Last week's contest, in which we challenged you to tweak and improve the lyrics of your favorite songs, had a surprising but delightful side effect: a boatload of new mondegreens. I particularly liked one that reader Joel said belonged to his "buddy's high school girlfriend" -- yeah, Joel, we've all heard "my friend has a problem" before -- which substituted "God sent gravy" for "constant craving." Jordan alerted us to a lovely tune called "Alex the Seal," apparently written for the hundreds of confused Australian Go-Gos fans who called radio DJs to request it back in the '80s. Then there was "Big Ol' Jet Airliner." Note to Steve Miller -- next time you perform this in concert, someone in your audience will be singing:
- "bingo Jed had a light on"
- "big ol' jelly rhino"
- "we're gonna jam at the lighthouse"
- "pink hotel with the light on"
- "big ol' Geralina"
But as much as we love these new lyrics ("big ol' jelly rhino" is definitely an improvement), we get the feeling they were unintentional and originally misheard. "Chant Macleod" thought so too, and suggested a different tweak for "Big Ol' Jet Airliner:"

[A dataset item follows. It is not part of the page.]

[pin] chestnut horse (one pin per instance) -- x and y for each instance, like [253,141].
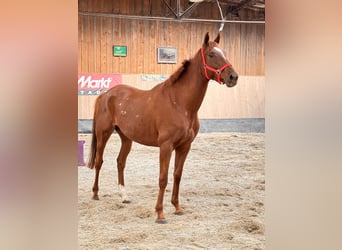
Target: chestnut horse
[165,117]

How about changing "Big ol' jet airliner, don't carry me too far away" to something more topical, like: "Big ol' jet airliner, they took my carry-on bag away?"
I'd totally give this the prize if I weren't (a) traveling right now and (b) still smarting about the new carry-on regulations. It hits a little too close to home.
The Ramones' "I Wanna be Sedated" is way more interesting when you sing "I wanna piece of bacon" instead.